Auf europäischer Ebene droht in Sachen "Enthüllungsjournalismus" eine mehr als ungute Entwicklung. Angesichts der Hacker-Attacken auf Firmen und Institutionen, durch die geheime Unterlagen öffentlich ins Netz gelangen, ist seitens der EU-Kommission eine "Vorlage" entstanden, die als "Anti-Whistleblower-Gesetz" für Aufmerksamkeit sorgt. Hier stehen sich zwei Rechtsgüter gegenüber: zum einen der Schutz des Eigentums und zum anderen der Schutz der Presse-Freiheit.

In Kapitel II Artikel 3 der vorgeschlagenen Richtlinie des Europäischen Parlamentes und des Rates über den Schutz vertraulichen Know-hows und vertraulicher Geschäftsinformationen (Geschäfts-Geheimnisse) vor rechtswidrigem Erwerb sowie rechtswidriger Nutzung und Offenlegung sind die Kriterien definiert, anhand derer die Rechtswidrigkeit erkennbar ist.

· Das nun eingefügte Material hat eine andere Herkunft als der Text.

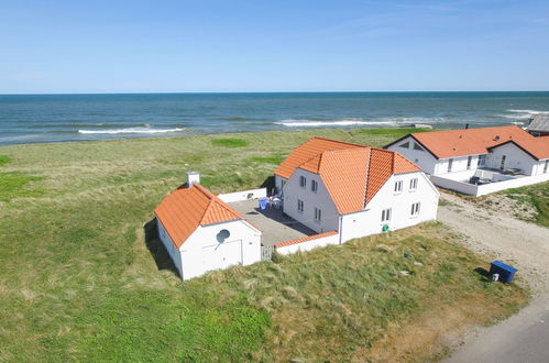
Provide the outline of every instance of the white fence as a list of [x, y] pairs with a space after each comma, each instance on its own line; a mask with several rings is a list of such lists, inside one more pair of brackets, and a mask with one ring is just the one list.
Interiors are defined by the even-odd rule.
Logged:
[[251, 190], [234, 191], [234, 193], [218, 195], [219, 199], [221, 199], [224, 202], [266, 198], [266, 196], [267, 196], [267, 188], [251, 189]]
[[517, 177], [514, 179], [507, 179], [496, 183], [483, 184], [483, 185], [473, 185], [464, 182], [458, 182], [452, 179], [447, 179], [440, 176], [430, 176], [431, 182], [444, 189], [455, 190], [459, 193], [468, 194], [470, 196], [484, 196], [491, 193], [524, 187], [530, 184], [538, 184], [549, 180], [549, 174], [543, 175], [535, 175], [535, 176], [524, 176]]
[[279, 254], [292, 254], [298, 251], [305, 252], [316, 248], [323, 248], [329, 244], [339, 244], [338, 232], [330, 231], [303, 239], [282, 242], [276, 244], [276, 252]]

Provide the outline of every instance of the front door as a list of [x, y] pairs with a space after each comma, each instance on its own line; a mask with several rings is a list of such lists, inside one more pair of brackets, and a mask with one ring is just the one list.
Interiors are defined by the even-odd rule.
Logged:
[[499, 165], [499, 170], [504, 170], [505, 169], [505, 158], [506, 158], [506, 156], [503, 155], [502, 156], [502, 164]]

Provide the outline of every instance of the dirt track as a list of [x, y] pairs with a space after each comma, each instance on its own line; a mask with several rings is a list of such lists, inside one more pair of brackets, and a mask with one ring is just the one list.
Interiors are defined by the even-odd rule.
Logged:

Das entscheidende Kriterium ist "Das Fehlen der Zustimmung des Inhabers des Geschäfts-Geheimnisses" - eine Zustimmung dürfte bei einer unerwünschten Publikation von Informationen wohl kaum zu bekommen sein. Ein weiteres Kriterium, das die Rechtswidrigkeit erkennen lässt, besteht darin, dass die weitergebende Person, das Geschäfts-Geheimnis illegal erwirbt oder aber durch eine Vertrauensvereinbarung gebunden ist. Diese Vertrauensvereinbarung steht unter Umständen bereits in jedem normalen Arbeitsvertrag.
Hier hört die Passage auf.